Every host can only have one service listening on a specific port. So, let’s take a Nginx container that is by default listening on port 80. You can map any free host port to this port 80. For Nginx container ABC you can map host port 8080 to Nginx container port 80 and for Nginx container XYZ you can map host port 8081 to Nginx container port 80. Doing it like this is technically possible but has many drawbacks when the system grows and in large distributed systems it is virtually impossible.

Then there are pods. They all have a unique IP address which is, by default, reachable from all other pods in the cluster. A pod in fact can even be seen as a separate, mini virtual machine. It can be seen as a separate host with its own range of ports to allocate. When a pod is created on a host, it gets its own network namespace and its own virtual ethernet connection. This is an important concept, because of this the above explained port restriction doesn’t apply to pods.

Containers in the same pod, so a main container and its sidecar containers, can talk to each other via localhost in its own, already mentioned, network namespace.

Networking overlays. Basically, there are two options when you’re dealing with networking in Kubernetes. You’ve got your flat routed, unencapsulated networking model, as you probably know it from traditional networking. In this scenario pods get an IP address directly on the host network, in this way avoiding extra hops and encapsulation for maximal performance and simplicity. The Azure CNI is an example here, where we will be playing with in a future post.

The other option, as shown above, is overlay networking. Although this is not a Kubernetes construct, it certainly popularized it in recent years. In this model pods still receive a unique IP address, but it gets one on the overlay network, which has its own IP range and is completely isolated from the rest of the network.

Flannel is the easiest one to get started in a dev environment. More production ready solutions include Calico and Weave Net. Be sure to check out the official Kubernetes documentation on most of them.

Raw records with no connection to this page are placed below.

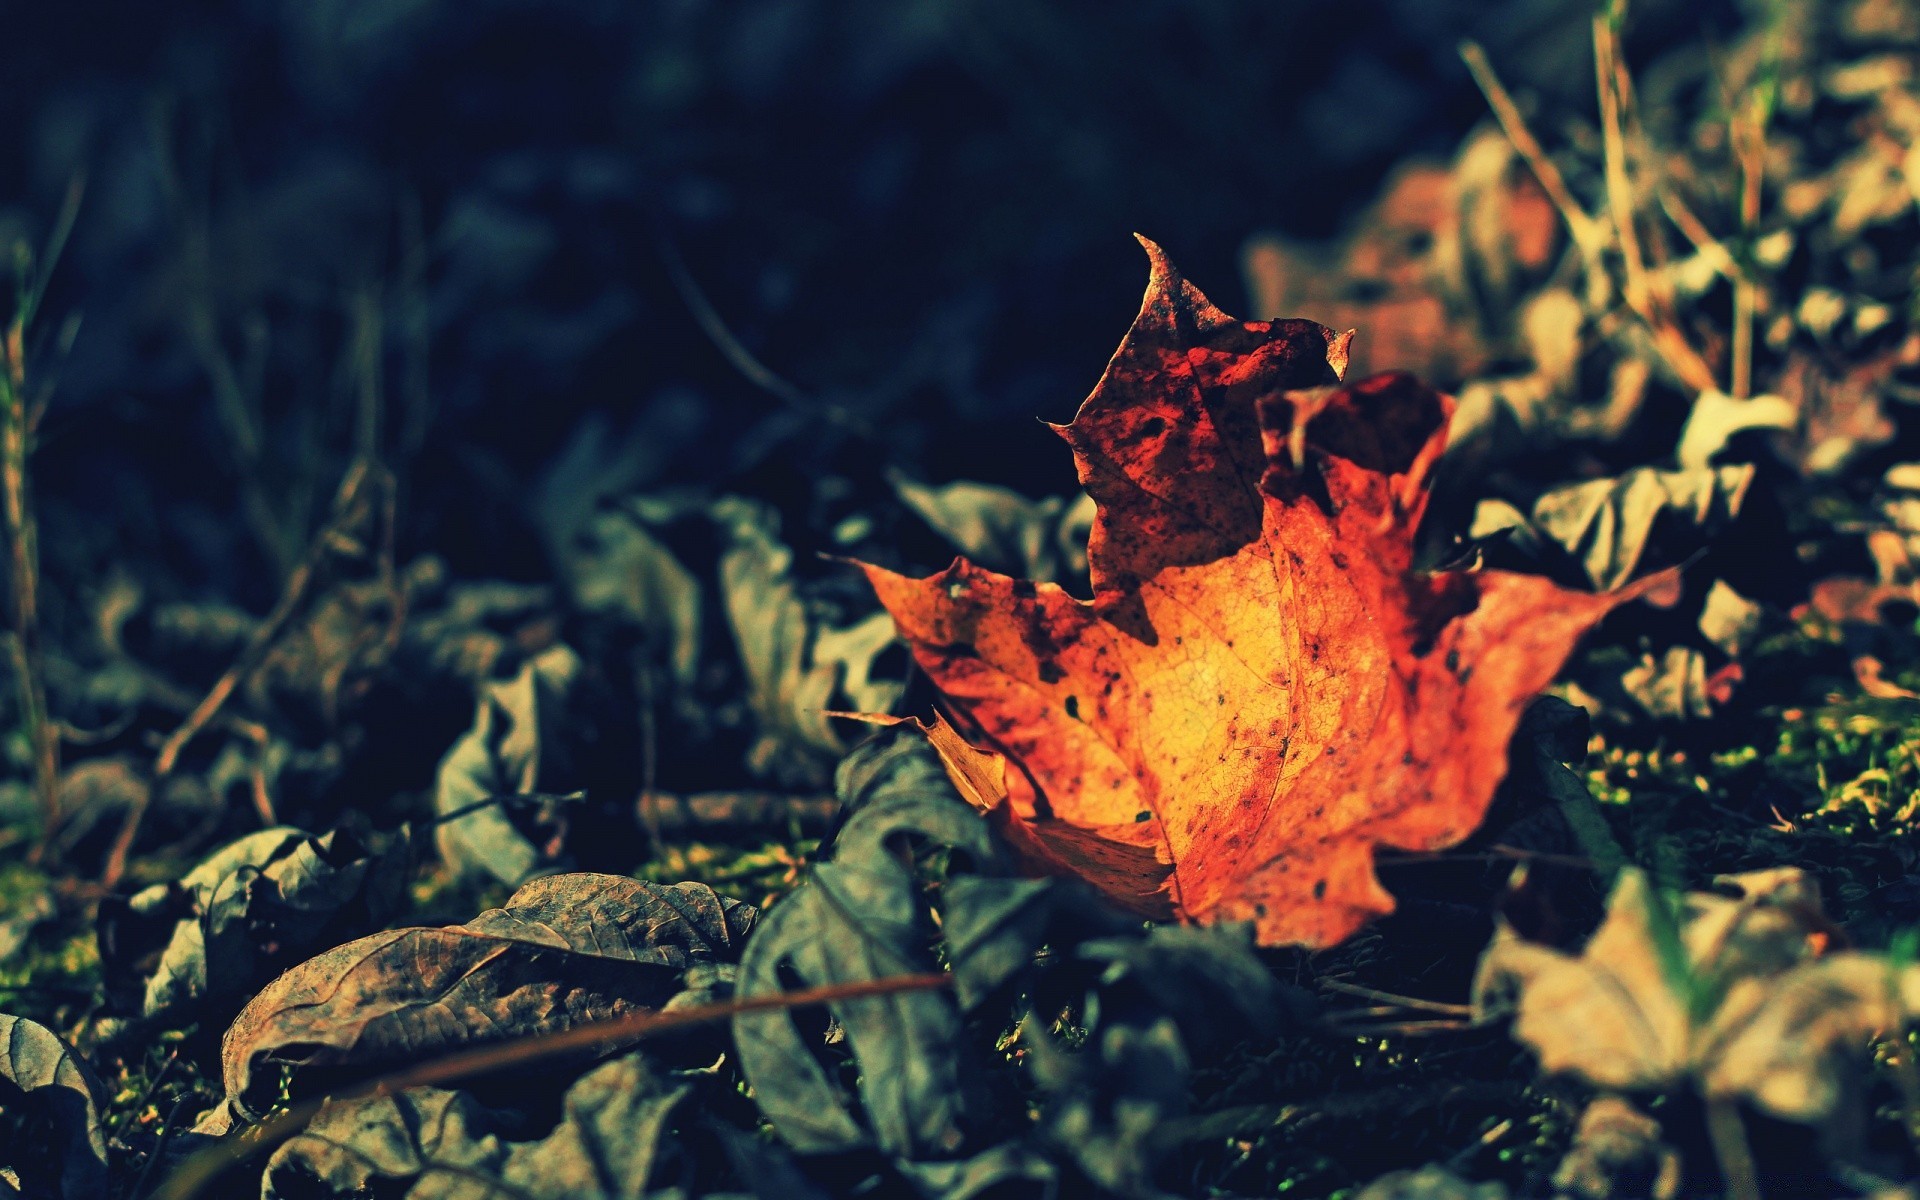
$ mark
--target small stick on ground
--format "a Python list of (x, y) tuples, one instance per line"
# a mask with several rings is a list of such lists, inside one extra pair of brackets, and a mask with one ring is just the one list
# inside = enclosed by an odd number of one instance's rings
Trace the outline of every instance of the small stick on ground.
[(1377, 1000), (1394, 1008), (1417, 1008), (1426, 1012), (1441, 1013), (1450, 1017), (1470, 1017), (1473, 1009), (1465, 1004), (1446, 1004), (1439, 1000), (1423, 1000), (1418, 996), (1400, 996), (1393, 992), (1382, 992), (1357, 983), (1347, 983), (1339, 979), (1319, 979), (1314, 981), (1319, 987), (1330, 992), (1339, 992), (1345, 996), (1357, 996), (1362, 1000)]
[[(220, 710), (228, 699), (266, 657), (267, 651), (279, 638), (287, 622), (293, 619), (293, 615), (305, 603), (308, 592), (313, 588), (314, 577), (327, 556), (334, 553), (339, 543), (346, 538), (348, 531), (364, 519), (365, 514), (359, 502), (375, 474), (374, 468), (365, 460), (356, 462), (347, 470), (346, 478), (341, 480), (340, 490), (334, 497), (333, 517), (321, 527), (318, 533), (314, 534), (305, 558), (287, 577), (286, 587), (280, 594), (279, 603), (273, 606), (273, 611), (267, 614), (266, 620), (260, 622), (254, 629), (233, 665), (214, 682), (213, 687), (208, 689), (200, 703), (194, 706), (193, 711), (187, 714), (179, 727), (167, 735), (167, 740), (161, 743), (160, 751), (154, 757), (153, 763), (156, 789), (160, 781), (171, 775), (174, 768), (179, 765), (180, 752), (186, 748), (187, 743), (198, 737), (208, 725), (212, 724), (214, 718), (220, 715)], [(259, 803), (258, 798), (256, 803)], [(265, 812), (271, 811), (269, 804), (262, 804), (260, 807), (263, 809), (263, 816)], [(113, 848), (108, 852), (106, 866), (100, 874), (101, 882), (107, 887), (118, 883), (120, 876), (126, 872), (127, 858), (133, 851), (134, 838), (138, 836), (140, 824), (146, 817), (146, 808), (145, 804), (140, 804), (130, 809), (126, 821), (120, 826), (119, 834), (114, 838)]]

Final word on this, is that this also a fast-moving market. Plugins come and go; new features are being adopted fast. I find it very interesting seeing this evolving from something basic but usable like Flannel to something as awesome as Cilium, which pushes eBPF as the next huge thing (which it probably is) for Kubernetes.

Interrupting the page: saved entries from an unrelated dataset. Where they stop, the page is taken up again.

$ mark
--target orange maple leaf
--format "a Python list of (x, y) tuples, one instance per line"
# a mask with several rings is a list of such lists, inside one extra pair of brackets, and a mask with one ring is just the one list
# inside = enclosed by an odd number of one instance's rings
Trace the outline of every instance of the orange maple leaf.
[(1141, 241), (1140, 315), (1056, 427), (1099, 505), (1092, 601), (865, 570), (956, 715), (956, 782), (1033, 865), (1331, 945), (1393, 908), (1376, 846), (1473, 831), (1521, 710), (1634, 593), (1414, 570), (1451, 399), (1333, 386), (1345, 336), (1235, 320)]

Kubernetes is awesome but complex. I could have diverted for hundreds of words on different topics along the way, but we must keep it compact somehow. I’m sure this is useful to give you a good grasp on the basis. And maybe soon I’ll elaborate some more on Kubernetes YAMLs you can feed to the cluster, storage, ingresses, Custom Resource definitions, etc. But I think you believe me now when I say that all these topics warrant a blog post on its own.